君を
君を(助けたい)




ザアザア雨の降る中、君を見つけた――。

車を止めさせ近付いてみると、濡れることも構わずただ一点を見つめる少女。

その横顔が綺麗でつい見惚れていたが、李順の呼ぶ声で我に帰る。

「社長――、そろそろ時間が押してます。いつまでそうされてる気ですか?」

「ああ、もう少し待て。あの娘がびしょ濡れだから傘を貸してやる」

李順は不満そうにため息をつくが、見ないふりをして近づき、傘を差し出し声をかけてみる。

「風邪ひくよ」

反応のないまま、少しの時間が流れる。と、前触れもなく少女がぐらりと倒れかけ思わず抱きとめた。

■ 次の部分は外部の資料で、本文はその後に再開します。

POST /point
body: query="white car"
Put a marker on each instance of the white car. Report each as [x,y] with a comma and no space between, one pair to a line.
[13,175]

「李順、今日の予定は全部キャンセルしろ。この娘を家に連れて帰る」

「ええっ、今日はこれから大事な打ち合わせや会食があるんですよ!!」

「それをうまく調整するのがお前の仕事だ」

まだ何か言ってるが、無視してそっと抱き上げて車に連れて行って乗り込む。

「克右。予定変更だこのまま家に連れて帰る」

「社長、その娘さんどうしたんですか?」

怪訝な顔で聞き返されるが、早く着替えさせないと長い間雨に打たれていたらしい体は冷え切っている。

「目の前で倒れたから、連れて帰って張元に診せる。早くしろ!」

「御意」











「張元――。あの娘の容態はどうだ?」

「よくありませんな。肺炎を起こしかけていて、まだ熱が下がりませんな。あとここ最近何も食べていないようで、とりあえず点滴を打っております」

と言うと、椅子から飛び降りせんべいを食べ始める。

少女の様子を見に行ってみると、赤い顔でうなされながら涙を流している。そっと涙を拭ってやり部屋を後にした――。


「社長。仕事が溜まっております。目覚めたらすぐ連絡するように伝えておりますので、仕事を片付けてください」




――それから目覚めたと連絡が入ったのは3日後だった。

仕事を切りのいいところまで片付け会いに行くと、張元から告げられたのは「記憶喪失」の言葉だった――。

「外傷もありませんし、恐らく心的な衝撃やストレスに脳が防衛本能で現実逃避をする心因性だと思われますな」

張元は椅子に座りずずっとお茶をすすりながら説明をする。

「何が原因かは分かりませんが、当たり障りないように接して様子を見るしかありません」

「何があったのかは知りませんが、社長には関係のないことです。あとは警察に任せましょう」
それより仕事をと促す秘書。

「――李順。彼女はこのままここで様子を見る、余計なことはするなよ?」
瞬時に空気が冷え、冷たく低い声が部屋に響く。

「――分かりました。社長の意のままに」

「張元、会えるか?」

「少しなら大丈夫でしょう。どうぞ」

「では私は調整をしてきますので、終わりましたら直ぐに仕事にお戻りください」
そう言って李順が一礼して出て行くのを尻目に彼女のいる部屋に急ぐ。


扉を開けると儚げな少女の面影の残る君が
ベットに座っていた――。


「調子はどう?」
なるべく優しく声をかけ、近くの椅子に腰を下ろすと、ゆっくりこちらに視線を向けてくれた。

「この前ずぶ濡れで倒れかけた君を、家に連れて帰ったんだ。目が覚めてびっくりした?」

にこやかな笑顔で話しかけてみる。

「……ありがとうございます」

まだ感情が読めない表情だが、やっと話してくれた。

「名前とか分かることある?」
嬉しくなって更に聞いてみる。

「……汀 夕鈴20歳です。それしか分かりません」

やはり表情はない。

「それだけ分かれば十分だよ。まだ顔色が良くないしゆっくりしていて、普通に食事ができるようになったら一緒に食べよう」

仕事に戻るからゆっくりしててねと、言い残して部屋を後にした。






「李順、あの娘は名前と歳しか覚えていないようだ。とりあえず克右にでも調べさせるか」

「社長、それは良いんですがほどほどにしてくださいよ。仕事が溜まっております、克右には私から伝えておきますので仕事を片付けてください。その書類全てに目を通し終わるまで帰れませんよ」

書類に目を通し始めると、李順は克右に伝えてきますと社長室から出て行った。